Grant Writing


Overview

Grantwriting is a learned skill that differs fundamentally from writing an academic paper. While papers and grants must both be scientifically sound, novel, well-conceived, and well-written, grant proposals function to persuade the reader (funder) to fund a project based on the idea, scientific soundness, and originality. A grant proposal must sell both your research and your ability as a scientist to carry out the project.

The Professional Development and Career Office offers grant writing workshops for NIH F30, F31 and F32 awards and K awards.

October 11th , 2018
NIH Career Development Awards Grant Writing Workshop with the Grant Writer’s Seminar and Workshop group. This group has over 50 years experience helping applicants succeed and have developed a straightforward, step-by-step strategy for writing grant proposals. All attendees will receive a free workbook. Registration will be announced soon.

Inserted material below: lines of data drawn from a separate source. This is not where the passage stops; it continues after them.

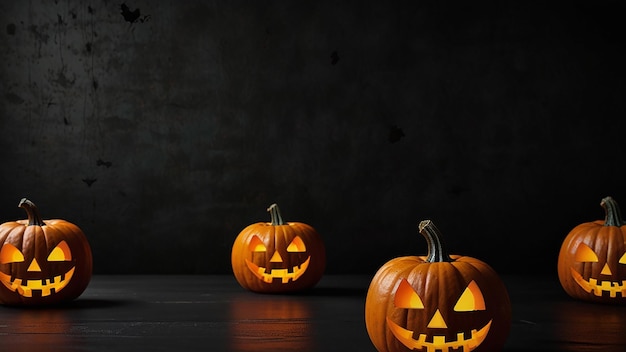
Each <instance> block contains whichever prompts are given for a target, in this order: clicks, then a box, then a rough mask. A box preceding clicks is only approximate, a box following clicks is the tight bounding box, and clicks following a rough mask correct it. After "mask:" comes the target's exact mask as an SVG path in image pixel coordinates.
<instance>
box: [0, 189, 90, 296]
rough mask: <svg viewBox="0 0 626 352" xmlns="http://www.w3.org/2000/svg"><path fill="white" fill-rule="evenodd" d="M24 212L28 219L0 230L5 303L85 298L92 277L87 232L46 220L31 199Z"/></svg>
mask: <svg viewBox="0 0 626 352" xmlns="http://www.w3.org/2000/svg"><path fill="white" fill-rule="evenodd" d="M19 206H20V207H21V208H23V209H24V210H26V213H27V214H28V219H27V220H18V221H13V222H6V223H3V224H1V225H0V283H1V284H0V303H2V304H5V305H40V304H53V303H59V302H65V301H70V300H73V299H75V298H76V297H78V296H80V294H81V293H82V292H83V291H84V290H85V288H87V285H88V284H89V280H90V279H91V272H92V256H91V249H90V247H89V243H88V242H87V239H86V238H85V235H84V234H83V232H82V231H81V230H80V229H79V228H78V227H77V226H76V225H74V224H72V223H70V222H67V221H65V220H59V219H54V220H45V221H44V220H42V219H41V216H40V215H39V210H38V209H37V207H36V206H35V204H33V203H32V202H31V201H30V200H28V199H25V198H24V199H22V201H21V202H20V203H19Z"/></svg>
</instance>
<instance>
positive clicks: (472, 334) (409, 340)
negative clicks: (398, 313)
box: [387, 318, 492, 352]
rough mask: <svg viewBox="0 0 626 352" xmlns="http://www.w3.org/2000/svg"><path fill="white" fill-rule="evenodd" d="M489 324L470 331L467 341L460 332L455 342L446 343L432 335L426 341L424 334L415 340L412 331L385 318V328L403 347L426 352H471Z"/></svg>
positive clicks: (483, 335)
mask: <svg viewBox="0 0 626 352" xmlns="http://www.w3.org/2000/svg"><path fill="white" fill-rule="evenodd" d="M491 322H492V320H489V322H488V323H487V324H486V325H485V326H483V327H482V328H481V329H480V330H476V329H472V331H471V334H470V338H469V339H466V338H465V334H464V333H462V332H460V333H458V334H457V339H456V340H450V341H446V337H445V336H443V335H441V336H440V335H434V336H432V339H431V341H426V339H427V336H426V334H420V335H419V338H418V339H417V340H416V339H414V338H413V331H411V330H407V329H405V328H403V327H400V326H399V325H398V324H396V323H394V322H393V321H391V319H389V318H387V326H389V329H390V330H391V332H392V333H393V335H394V336H395V337H396V338H397V339H398V340H399V341H400V342H402V344H403V345H405V346H406V347H408V348H410V349H412V350H422V349H423V348H426V352H439V351H441V352H450V351H463V352H468V351H472V350H474V349H475V348H476V347H478V346H479V345H480V344H481V343H482V342H483V341H484V340H485V338H486V337H487V333H489V328H491Z"/></svg>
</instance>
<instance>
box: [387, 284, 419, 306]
mask: <svg viewBox="0 0 626 352" xmlns="http://www.w3.org/2000/svg"><path fill="white" fill-rule="evenodd" d="M394 304H395V306H396V307H397V308H411V309H424V303H423V302H422V299H421V298H420V297H419V295H418V294H417V292H415V290H414V289H413V287H411V284H409V282H408V281H406V279H402V282H400V285H399V286H398V289H397V290H396V296H395V297H394Z"/></svg>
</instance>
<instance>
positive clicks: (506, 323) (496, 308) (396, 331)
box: [365, 220, 511, 352]
mask: <svg viewBox="0 0 626 352" xmlns="http://www.w3.org/2000/svg"><path fill="white" fill-rule="evenodd" d="M419 228H420V233H421V234H422V235H424V237H425V238H426V241H427V244H428V254H427V255H426V256H406V257H399V258H395V259H392V260H390V261H389V262H387V263H386V264H385V265H383V266H382V267H381V268H380V269H379V270H378V272H377V273H376V275H375V276H374V278H373V279H372V281H371V283H370V286H369V289H368V292H367V298H366V302H365V324H366V327H367V332H368V334H369V336H370V339H371V340H372V343H373V344H374V346H375V347H376V349H377V350H378V351H380V352H396V351H411V350H415V351H428V352H434V351H446V352H450V351H463V352H468V351H476V352H479V351H489V352H493V351H499V350H500V349H501V348H502V347H503V345H504V343H505V341H506V338H507V336H508V333H509V330H510V327H511V303H510V301H509V296H508V293H507V290H506V288H505V286H504V283H503V282H502V281H501V280H500V278H499V277H498V275H497V274H496V272H495V271H494V270H493V269H492V268H491V267H490V266H489V265H487V264H486V263H484V262H482V261H480V260H478V259H475V258H471V257H466V256H460V255H448V254H447V253H446V252H445V250H444V247H443V245H442V242H441V234H440V232H439V230H438V229H437V228H436V227H435V225H434V224H433V223H432V222H431V221H430V220H425V221H422V222H421V223H420V225H419Z"/></svg>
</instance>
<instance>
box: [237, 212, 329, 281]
mask: <svg viewBox="0 0 626 352" xmlns="http://www.w3.org/2000/svg"><path fill="white" fill-rule="evenodd" d="M267 210H268V211H269V212H270V216H271V218H272V219H271V221H270V222H269V223H256V224H252V225H249V226H247V227H246V228H244V229H243V230H242V231H241V232H240V233H239V235H238V236H237V238H236V239H235V242H234V243H233V247H232V251H231V265H232V268H233V274H234V275H235V278H236V279H237V281H238V282H239V284H240V285H241V286H242V287H244V288H246V289H249V290H251V291H254V292H268V293H275V292H291V291H299V290H303V289H308V288H310V287H312V286H314V285H315V284H317V282H318V281H319V280H320V279H321V276H322V274H323V272H324V268H325V249H324V248H323V247H324V246H323V242H322V240H321V238H320V237H319V234H318V233H317V232H316V231H315V229H313V227H311V226H309V225H306V224H303V223H297V222H293V223H291V222H284V221H283V220H282V217H281V216H280V213H279V212H278V207H277V206H276V205H275V204H273V205H272V206H270V207H269V208H268V209H267ZM281 223H282V224H281ZM254 235H256V236H258V237H259V239H261V241H263V243H264V245H265V246H266V248H267V252H266V253H265V257H264V258H260V257H256V258H254V257H253V256H254V255H256V254H254V253H250V250H249V243H250V240H251V238H252V236H254ZM296 236H300V238H301V239H302V240H303V242H304V245H305V248H306V251H305V253H291V252H288V251H287V246H288V245H289V244H290V243H291V241H292V240H293V239H294V238H295V237H296ZM275 252H277V253H278V254H279V255H280V256H281V259H282V263H278V262H276V263H273V262H270V258H271V257H272V255H273V254H274V253H275ZM309 256H310V261H309V262H308V266H303V264H304V261H306V260H307V258H309ZM248 258H250V261H254V262H256V263H254V264H255V265H259V264H261V265H259V267H264V268H265V269H264V275H263V276H264V278H263V279H262V278H260V277H258V276H257V275H255V274H254V273H253V272H252V271H251V269H254V267H252V266H251V267H250V268H249V267H248V265H247V264H246V260H248ZM261 259H265V260H263V261H262V260H261ZM299 259H302V262H300V261H298V260H299ZM296 266H297V267H298V268H299V269H298V270H300V271H299V272H298V274H297V275H296V274H295V273H294V271H293V268H294V267H296ZM272 269H277V271H275V272H272ZM283 270H286V271H287V273H288V279H284V280H282V279H280V276H279V273H280V272H283ZM270 275H271V276H270ZM265 279H268V280H270V279H271V280H272V281H271V282H265V281H264V280H265Z"/></svg>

The next NIH F award workshop will be offered in Spring 2019. In the interim check out A Practical Guide to writing a Ruth L Kirchstein NSRA Grant through the Welch Library online resource.

Grant writing is a skill and many say it is an art. The best way to perfect the skill is to practice the art of grant writing.

Ten Grant Writing Tips

  1. Start early.
  2. Read the grant announcement carefully. Make sure you are a good fit for the award and your research fits their funding priorities. Contact the program officer to share information about you and your research idea to gain their insights and suggestions.
  3. Obtain copies of funded and unfunded grant submissions that include the reviews. Review these grants for structure, organization and why they were or were not funded.
  4. Identify who will be submitting the grant on your behalf, the department’s grant administrator. Schedule a meeting with them to understand when they will need your grant AND how they can help you.
  5. Find three to five colleagues or mentors who will review your grant in addition to your PI. Provide dates when you will send drafts of your specific aims page or your research plan.
  6. Spend half of your time on the Specific Aims page. This should be the first thing you write and rewrite and rewrite. Seek input on this page early and often. This may be the only page many reviewers read.
  7. Use figures and tables to illustrate to make to make it easier for reviewers to grasp you research and ideas. Figures and tables can also save space.
  8. Make it easier for the reviewers to critique your grant. Tell them what is innovative. Limit yourself to three key messages and repeat these so they are clear. Present a focused research plan directly related to your aims.
  9. Show that you can succeed. Collaborate on the grant with a senior investigator who has successfully completed similar projects. If you include a co-investigator, demonstrate that the relationship is established and not just in name only.
  10. Use the actual review criterion to critically evaluate your own grant. Have you addressed every item the reviewer will be scoring your grant.